2021年10月、新しく岸田内閣が誕生して、産経新聞上で、北朝鮮拉致問題の記事が出ていたので、なんとなく読んでいたのですが、
記事の締めくくりには、拉致問題を解決できないのは「国家の恥」と言うような表現まで出てきておりまして、
めぐみさんの母、早紀江さん(85)は「残酷に連れ去られた国民を40年以上も救い出すことができないのは、異形そのもの。解決できなければ国家の恥です」と、日本全体での取り組みの必要性を訴える。
北朝鮮拉致問題の優先順位について、自分なりに考えておこうと思いました。
日本国民全員と、拉致被害者を天秤にかけるとどうしますか?
まず私は、この拉致問題を、極端に相対化させるとどう言えるのか、ということを思考実験してみたのですが、私の頭に浮かんだのは次のことです。
北朝鮮が、ミサイルの照準を外したり、平和条約の条件として、日本に対して拉致問題を拉致問題の外交カードを取り下げると言うテーブルがあった時、どう判断するか。
当然、拉致被害者の当事者は、優先度を変えることに対して許すまじき、ということかもしれませんが、直接の被害者ではない国民からすると、自分たちの命が脅かされている状態を解消したいというエゴがあります。
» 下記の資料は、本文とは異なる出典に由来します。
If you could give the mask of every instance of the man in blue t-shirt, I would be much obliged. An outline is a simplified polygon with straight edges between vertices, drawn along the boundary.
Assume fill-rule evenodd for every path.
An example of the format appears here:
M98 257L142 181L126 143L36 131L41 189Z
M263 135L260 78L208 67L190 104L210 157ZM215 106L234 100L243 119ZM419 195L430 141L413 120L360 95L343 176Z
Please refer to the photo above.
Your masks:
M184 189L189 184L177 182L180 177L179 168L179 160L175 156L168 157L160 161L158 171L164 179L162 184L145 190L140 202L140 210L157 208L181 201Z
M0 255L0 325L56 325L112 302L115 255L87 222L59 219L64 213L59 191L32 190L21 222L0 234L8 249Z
もちろん、まさかミサイル発射はないであろう、とか、発射されたとして、自分たちの頭の上にミサイルが落ちてくる確率は低いであろう、というような確率論を持ち出すと、
ミサイルといったことは何となく非現実的で拉致問題よりも優先順位が上がらないかのように思えますが、決して優先順位は低くはありません。
まさか核弾頭を打つとは思いませんが、もしミサイルが飛んできて、それで死傷者が多数出たときに、その死傷者たちにとっては、
拉致問題なんてどうでもよくなるに決まっています。
身も蓋もない、人間自然な人の発想だと思います。感じ方だと思います。
遠くの人よりも近くの人の方が大切です。
過去の悲劇よりも、今の悲劇のほうが重大です。
対象者も、少数よりは多数の方を優先することでしょう。
拉致問題もまた相対的なものである
ということは拉致問題もまた相対的な問題であると言えます。
今時点で、それに匹敵するような問題が起きていないかのような状況下では、拉致問題がクローズアップされますが、
かなり引いたところから見ると、拉致問題解決は「目的」ではあり得ません。
ちなみに、北朝鮮と平和条約を締結することも「目的」ではないと思います。
「目的」は、日本全体の安全を確保することだと思います。
そのための手段として、北朝鮮との平和条約締結があり、そこに至るプロセスとして、「拉致問題解決」があると言えます。
ということは、拉致問題を解決する、というのは、1つのプロセスを進めるにあたっての障害の解決に注目している状態であり、
これはよく日本人がやる「手段の目的化」というものと似た構造に思えてならないのです。
拉致問題と並列で議論しなければならないことが起きたら、並列に議論できる言論空間であることを望む
そしてこのような状況下によって何が起きるかというと、他に選択肢があるのに、それをフラットに検討することを放棄してしまい、
気づいてみたら、どん詰まりに陥って身動きが取れなくなる、とうものです。
そして、その状況では、単一論点以外のすべての議論が「悪」と見なされて、言論が封殺されるのです。
私は、対、北朝鮮における安全保障の言論空間が硬直的になりすぎてはいないか、ということを、
冒頭のような新聞記事を見て思うのでした。